At the time of the Falklands War a brilliant cartoon by the Peter Brookes transformed the outline of the islands into the tattered remnants of a war-torn Union Jack. The image sprang vividly to mind 30 years on when I saw the president of Argentina, , brandishing a metal plaque depicting the disputed Malvinas archipelago and demanding their “return” to South American rule.

The power of Brookes’ masterful drawing lay in its ambiguity. His bullet-riddled flag could be an image of plucky defiance but also of imperial collapse.

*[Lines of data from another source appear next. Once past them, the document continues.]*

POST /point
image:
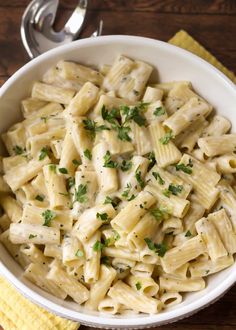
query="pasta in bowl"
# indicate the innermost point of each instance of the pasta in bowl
(118, 191)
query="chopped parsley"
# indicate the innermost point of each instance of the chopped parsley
(159, 249)
(79, 253)
(185, 168)
(102, 216)
(63, 170)
(48, 216)
(43, 153)
(108, 162)
(88, 154)
(40, 198)
(158, 177)
(159, 111)
(80, 193)
(138, 177)
(138, 285)
(188, 234)
(126, 165)
(175, 189)
(32, 236)
(166, 138)
(91, 126)
(18, 150)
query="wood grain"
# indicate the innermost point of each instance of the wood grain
(211, 22)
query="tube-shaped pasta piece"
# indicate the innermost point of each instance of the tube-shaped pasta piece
(178, 285)
(165, 153)
(68, 284)
(211, 238)
(176, 206)
(146, 227)
(11, 207)
(51, 93)
(133, 212)
(145, 285)
(218, 126)
(93, 255)
(99, 289)
(61, 219)
(107, 177)
(72, 251)
(217, 145)
(27, 233)
(83, 100)
(132, 299)
(79, 73)
(224, 227)
(56, 187)
(37, 274)
(206, 267)
(188, 113)
(108, 306)
(170, 299)
(179, 255)
(92, 219)
(21, 174)
(203, 180)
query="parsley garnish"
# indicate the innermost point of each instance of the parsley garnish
(32, 236)
(88, 154)
(138, 177)
(108, 162)
(166, 138)
(40, 198)
(43, 153)
(138, 285)
(158, 177)
(188, 234)
(175, 189)
(48, 216)
(159, 111)
(91, 126)
(102, 216)
(185, 168)
(79, 253)
(63, 170)
(80, 193)
(159, 249)
(126, 165)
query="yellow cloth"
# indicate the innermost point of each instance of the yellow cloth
(18, 313)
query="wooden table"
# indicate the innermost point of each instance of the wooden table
(211, 22)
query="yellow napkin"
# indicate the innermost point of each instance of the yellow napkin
(18, 313)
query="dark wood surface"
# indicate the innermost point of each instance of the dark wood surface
(211, 22)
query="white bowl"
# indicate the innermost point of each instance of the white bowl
(171, 63)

Three decades later those islands are still a blank canvass on which any image of bellicose nationalism or high-minded sovereignty may be superimposed.

History repeats itself, Marx famously said, but the first time as tragedy and the second as farce. This time the fighting, which took 900 lives in 1982, has been confined to the advertising columns of British and Argentinean newspapers.  Kirchner, the current occupant of the Casa Rosada once home to a military junta responsible for the torture and murder of more than 9,000 political dissidents as well as the Invasion of the Falklands, took an ad in The Independent and Guardian on the anniversary of what she described as 180 years of illegal rule. Britain’s response to Kirchner’s indignation – out-sourced to that bastion of diplomacy, The Sun newspaper – was an ad in the English-language Buenos Aires Herald demanding the Argies get their “HANDS OFF” our islands.

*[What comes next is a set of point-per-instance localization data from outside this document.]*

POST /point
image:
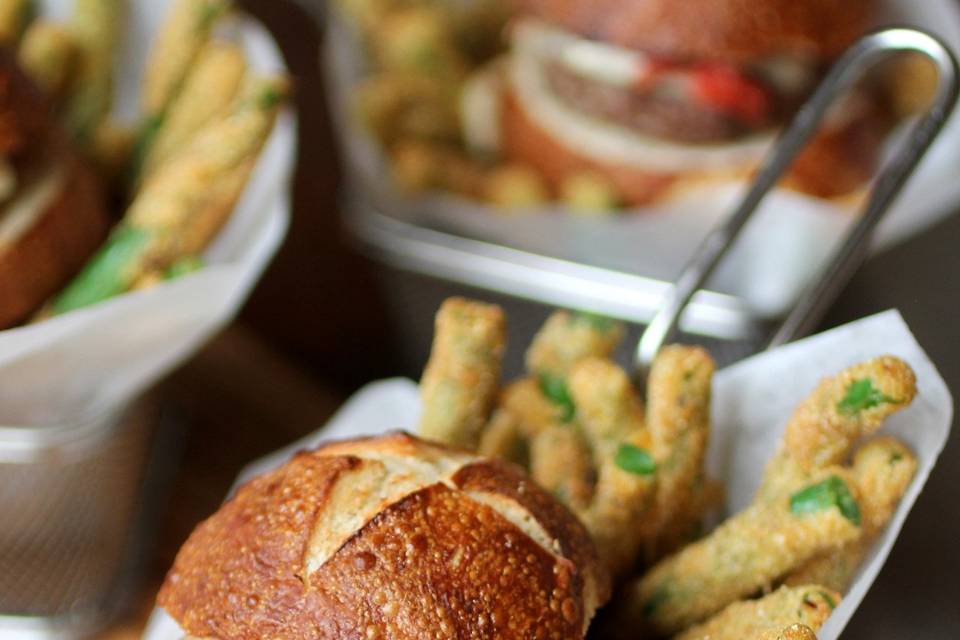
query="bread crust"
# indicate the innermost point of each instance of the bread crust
(69, 225)
(41, 262)
(732, 30)
(835, 164)
(440, 560)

While it is good to see the Argentinean government supporting the UK newspaper industry, and far preferable for The Sun to want to fight them on the advertising pitches rather than on the South Atlantic beaches, there was something self-serving about the selection of facts by both sides.

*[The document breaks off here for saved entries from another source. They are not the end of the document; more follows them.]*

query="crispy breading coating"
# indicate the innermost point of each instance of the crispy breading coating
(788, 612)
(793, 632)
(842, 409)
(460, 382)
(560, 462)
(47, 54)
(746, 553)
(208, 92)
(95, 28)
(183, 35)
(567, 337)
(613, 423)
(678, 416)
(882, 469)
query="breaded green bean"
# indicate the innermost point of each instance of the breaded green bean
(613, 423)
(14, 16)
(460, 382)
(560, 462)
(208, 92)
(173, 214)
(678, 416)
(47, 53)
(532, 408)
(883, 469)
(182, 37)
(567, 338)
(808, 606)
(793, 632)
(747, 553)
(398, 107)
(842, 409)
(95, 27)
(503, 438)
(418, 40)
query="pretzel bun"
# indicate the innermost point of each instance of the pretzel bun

Kirchner was wrong to say Argentina was “forcibly stripped of the Malvinas… in a blatant exercise of 19th century colonialism”. Colonisation involves the repression or exploitation of indigenous peoples, as the Argentine military did in clearing their plains and pampas. But the Falklands which Britain annexed were, as Dr Johnson noted in 1771, “thrown aside from human use” a place “not even southern savages have dignified with habitation”. Kirchner’s ad was a catalogue of half-facts which even got wrong the distance between the Falklands and the UK.

The Sun was right to point out that British sovereignty of the islands stretches back before the Republic of Argentina even existed. But, overstating and over-simplifying as is its forte, it relied on arguments about self-determination which successive British prime ministers have studiously ignored elsewhere – as with the people of the Chagos Islands whom Britain evicted just four decades ago to allow the US to build a military base on Diego Garcia. Still, it gives the lie to the old gag that The Sun doesn’t care who runs the country so long as she’s got big tits. Mrs Kirchner’s “Hands off my Malvinas” appears not to have featured on Page Three.